Considering there being contrary decisions of Hon'ble Supreme Court, the matter was referred to a larger bench comprising of three Hon'ble Judges. While answering the said reference at paragraph- 46, it is held that Section 10 of the Act requires a driver to hold the licence with respect to the class of vehicles and not with respect to type of vehicles. In one class of vehicles, there may be different kinds of vehicles. If they fall in the same class of vehicles, no separate endorsement is required to drive such vehicles. As light motor vehicle includes transport vehicle also, a holder of light motor vehicle licence can drive all the vehicles of the class including transport vehicles. That Section 10(2)(e) speaks about 'transport vehicle' which would include medium goods vehicle, medium passenger motor vehicle, heavy goods vehicle, heavy passenger motor vehicle, which earlier found place in Section 10(2)(e) to (h). Therefore, the effect of amendment made by virtue of Act No.54 of 1994 w.e.f. 14.11.1994 while substituting clause (e) to (h) of Section 10(2) which contained "medium goods vehicle" in Section 10(2)(e), medium passenger motor vehicle in Section 10(2)(f), heavy goods vehicle in Section 10(2)(g) and heavy passenger motor vehicle in 10(2)(h) come within the expression 'transport vehicle' as substituted in Section 10(2)(e).

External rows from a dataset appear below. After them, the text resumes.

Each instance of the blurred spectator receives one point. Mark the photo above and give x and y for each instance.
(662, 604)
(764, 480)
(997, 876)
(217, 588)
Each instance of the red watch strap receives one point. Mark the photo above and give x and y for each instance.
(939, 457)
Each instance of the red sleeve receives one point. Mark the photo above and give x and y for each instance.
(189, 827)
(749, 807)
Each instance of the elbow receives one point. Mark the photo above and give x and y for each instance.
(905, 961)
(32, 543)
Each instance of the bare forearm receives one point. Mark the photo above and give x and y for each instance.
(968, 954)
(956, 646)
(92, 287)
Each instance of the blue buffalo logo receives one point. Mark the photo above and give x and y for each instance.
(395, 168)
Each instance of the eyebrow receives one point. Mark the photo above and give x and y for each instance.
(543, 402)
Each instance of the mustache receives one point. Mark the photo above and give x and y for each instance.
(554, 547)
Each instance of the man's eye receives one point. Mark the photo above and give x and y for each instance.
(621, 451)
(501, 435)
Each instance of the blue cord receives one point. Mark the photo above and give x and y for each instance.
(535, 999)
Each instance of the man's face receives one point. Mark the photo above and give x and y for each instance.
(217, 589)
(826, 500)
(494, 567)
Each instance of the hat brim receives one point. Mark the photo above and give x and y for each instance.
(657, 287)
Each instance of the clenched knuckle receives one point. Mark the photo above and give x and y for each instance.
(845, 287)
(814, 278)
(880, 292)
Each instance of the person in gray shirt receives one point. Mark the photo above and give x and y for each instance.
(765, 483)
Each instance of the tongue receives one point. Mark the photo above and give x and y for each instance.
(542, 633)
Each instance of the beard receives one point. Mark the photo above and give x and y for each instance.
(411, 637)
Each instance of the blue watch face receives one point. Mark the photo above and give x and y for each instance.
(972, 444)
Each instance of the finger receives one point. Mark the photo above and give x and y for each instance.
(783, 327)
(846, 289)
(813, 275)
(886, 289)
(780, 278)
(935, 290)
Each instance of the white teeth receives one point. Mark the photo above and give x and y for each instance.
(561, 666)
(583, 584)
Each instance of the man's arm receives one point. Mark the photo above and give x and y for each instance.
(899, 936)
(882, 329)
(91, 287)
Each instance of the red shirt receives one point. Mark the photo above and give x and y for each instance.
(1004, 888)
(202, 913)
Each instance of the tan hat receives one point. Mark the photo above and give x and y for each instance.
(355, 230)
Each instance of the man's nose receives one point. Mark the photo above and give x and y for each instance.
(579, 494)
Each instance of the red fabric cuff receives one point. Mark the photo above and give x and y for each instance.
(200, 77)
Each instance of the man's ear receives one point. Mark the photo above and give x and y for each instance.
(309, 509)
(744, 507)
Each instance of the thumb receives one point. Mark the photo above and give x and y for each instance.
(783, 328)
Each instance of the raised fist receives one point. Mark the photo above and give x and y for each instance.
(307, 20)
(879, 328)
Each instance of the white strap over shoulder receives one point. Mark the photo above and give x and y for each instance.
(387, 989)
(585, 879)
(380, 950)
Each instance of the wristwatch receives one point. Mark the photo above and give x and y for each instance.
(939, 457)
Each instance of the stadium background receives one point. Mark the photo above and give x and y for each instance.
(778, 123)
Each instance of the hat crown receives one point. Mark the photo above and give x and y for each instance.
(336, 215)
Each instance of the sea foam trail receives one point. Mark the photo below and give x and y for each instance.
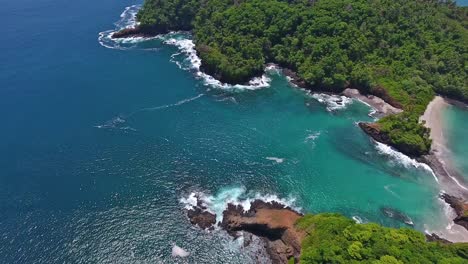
(402, 159)
(121, 119)
(184, 44)
(187, 46)
(237, 196)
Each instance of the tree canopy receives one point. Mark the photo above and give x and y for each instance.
(404, 51)
(333, 238)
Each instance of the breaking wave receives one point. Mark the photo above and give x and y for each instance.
(186, 46)
(402, 159)
(333, 102)
(193, 63)
(237, 196)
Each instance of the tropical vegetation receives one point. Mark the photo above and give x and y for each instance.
(404, 51)
(332, 238)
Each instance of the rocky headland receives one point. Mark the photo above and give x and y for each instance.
(273, 222)
(461, 209)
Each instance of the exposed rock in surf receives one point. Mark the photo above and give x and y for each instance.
(373, 130)
(137, 32)
(397, 215)
(200, 216)
(273, 222)
(435, 238)
(461, 209)
(381, 107)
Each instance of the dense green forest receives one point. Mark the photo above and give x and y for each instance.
(403, 51)
(333, 238)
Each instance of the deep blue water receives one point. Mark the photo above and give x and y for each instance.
(73, 192)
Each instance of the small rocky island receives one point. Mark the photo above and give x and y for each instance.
(273, 222)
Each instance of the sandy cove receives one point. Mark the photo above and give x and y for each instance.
(440, 157)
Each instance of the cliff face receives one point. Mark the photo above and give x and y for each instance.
(273, 222)
(461, 208)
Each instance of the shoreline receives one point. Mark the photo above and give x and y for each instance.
(439, 158)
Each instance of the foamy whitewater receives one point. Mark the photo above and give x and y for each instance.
(182, 41)
(333, 102)
(402, 159)
(216, 204)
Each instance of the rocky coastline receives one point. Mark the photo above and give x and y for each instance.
(461, 209)
(138, 31)
(380, 101)
(273, 222)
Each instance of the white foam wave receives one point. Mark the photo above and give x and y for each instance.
(179, 252)
(187, 46)
(402, 159)
(237, 196)
(181, 102)
(333, 102)
(117, 121)
(313, 136)
(357, 219)
(275, 159)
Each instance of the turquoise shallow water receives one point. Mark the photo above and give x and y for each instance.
(99, 145)
(456, 131)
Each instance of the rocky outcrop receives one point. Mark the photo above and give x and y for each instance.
(271, 221)
(202, 218)
(382, 108)
(461, 209)
(373, 130)
(435, 238)
(397, 215)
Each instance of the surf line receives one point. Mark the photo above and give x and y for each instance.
(114, 122)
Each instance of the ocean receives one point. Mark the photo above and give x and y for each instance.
(103, 143)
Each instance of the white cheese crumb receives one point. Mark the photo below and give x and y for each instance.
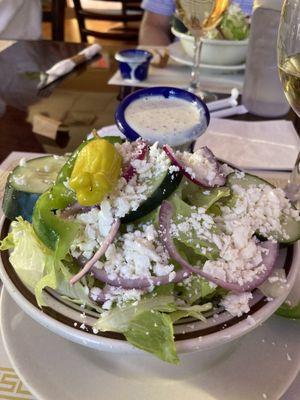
(237, 304)
(22, 162)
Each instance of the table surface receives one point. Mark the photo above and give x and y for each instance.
(81, 101)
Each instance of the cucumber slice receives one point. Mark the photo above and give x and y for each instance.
(158, 190)
(289, 225)
(26, 183)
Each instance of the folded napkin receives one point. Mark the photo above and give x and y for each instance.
(269, 145)
(65, 66)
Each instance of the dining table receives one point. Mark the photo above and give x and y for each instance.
(56, 118)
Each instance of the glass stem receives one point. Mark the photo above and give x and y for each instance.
(195, 75)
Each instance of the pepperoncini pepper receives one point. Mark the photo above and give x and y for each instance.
(96, 171)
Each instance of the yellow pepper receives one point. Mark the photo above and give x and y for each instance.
(96, 171)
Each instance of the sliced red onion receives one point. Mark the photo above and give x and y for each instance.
(139, 283)
(74, 209)
(165, 217)
(198, 174)
(99, 253)
(139, 153)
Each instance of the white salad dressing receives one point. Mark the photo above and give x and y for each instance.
(166, 120)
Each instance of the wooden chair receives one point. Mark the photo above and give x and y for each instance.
(54, 12)
(129, 11)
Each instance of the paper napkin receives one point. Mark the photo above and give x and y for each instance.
(254, 145)
(65, 66)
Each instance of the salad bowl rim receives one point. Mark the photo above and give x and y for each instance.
(237, 329)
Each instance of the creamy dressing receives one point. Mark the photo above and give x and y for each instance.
(166, 120)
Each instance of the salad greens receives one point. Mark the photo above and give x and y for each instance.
(234, 25)
(144, 288)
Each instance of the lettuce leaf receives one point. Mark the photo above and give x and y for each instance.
(195, 311)
(197, 196)
(37, 266)
(29, 257)
(152, 331)
(194, 290)
(118, 319)
(289, 312)
(191, 239)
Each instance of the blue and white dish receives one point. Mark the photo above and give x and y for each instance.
(134, 64)
(181, 133)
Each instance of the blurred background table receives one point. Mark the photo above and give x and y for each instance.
(77, 103)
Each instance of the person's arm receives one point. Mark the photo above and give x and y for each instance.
(155, 29)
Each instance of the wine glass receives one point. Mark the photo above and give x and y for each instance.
(199, 16)
(288, 49)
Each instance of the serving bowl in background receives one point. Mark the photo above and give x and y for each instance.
(215, 52)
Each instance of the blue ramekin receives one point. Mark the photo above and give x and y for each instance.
(134, 64)
(166, 92)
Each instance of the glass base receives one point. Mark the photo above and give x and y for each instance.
(205, 96)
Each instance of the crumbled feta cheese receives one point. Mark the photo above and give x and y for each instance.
(237, 304)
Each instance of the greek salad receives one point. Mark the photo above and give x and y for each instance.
(146, 236)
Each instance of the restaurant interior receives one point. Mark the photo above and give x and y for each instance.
(150, 154)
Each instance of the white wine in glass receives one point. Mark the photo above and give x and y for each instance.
(200, 16)
(289, 71)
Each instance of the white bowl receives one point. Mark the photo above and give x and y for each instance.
(215, 52)
(65, 318)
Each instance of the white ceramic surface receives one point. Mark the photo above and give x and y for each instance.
(54, 368)
(215, 52)
(178, 54)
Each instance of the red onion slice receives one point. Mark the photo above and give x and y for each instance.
(198, 173)
(140, 152)
(165, 217)
(140, 283)
(99, 253)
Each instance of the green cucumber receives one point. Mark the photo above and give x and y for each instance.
(290, 226)
(27, 182)
(158, 190)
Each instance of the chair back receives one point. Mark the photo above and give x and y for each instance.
(127, 12)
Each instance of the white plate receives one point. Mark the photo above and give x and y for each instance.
(55, 368)
(179, 55)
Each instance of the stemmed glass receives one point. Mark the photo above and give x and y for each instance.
(288, 48)
(199, 16)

The aforesaid judgment is squarely applicable to the instant cases. 19. Further, on the controversy which specifically arose in that case, the Hon'ble Supreme Court held that for driving a transport vehicle of the class of light motor vehicle, no requirement to obtain a separate endorsement to drive a transport vehicle was necessary and if a driver was holding a licence to drive light motor vehicle, he could drive 'transport vehicle' of such class without obtaining an endorsement to that effect. 20. In the circumstances, it is held that the Tribunal was justified in fastening the liability on the insurer and to satisfy the award to an extent of 75%, as there was no breach of the terms and conditions of the policy. Hence, the aforesaid point is answered against the appellant-insurer. 21. Consequently, the appeals filed by the Insurance company are dismissed. The amount, if any, in deposit be transmitted to the Tribunal. 22. Parties to bear their respective costs.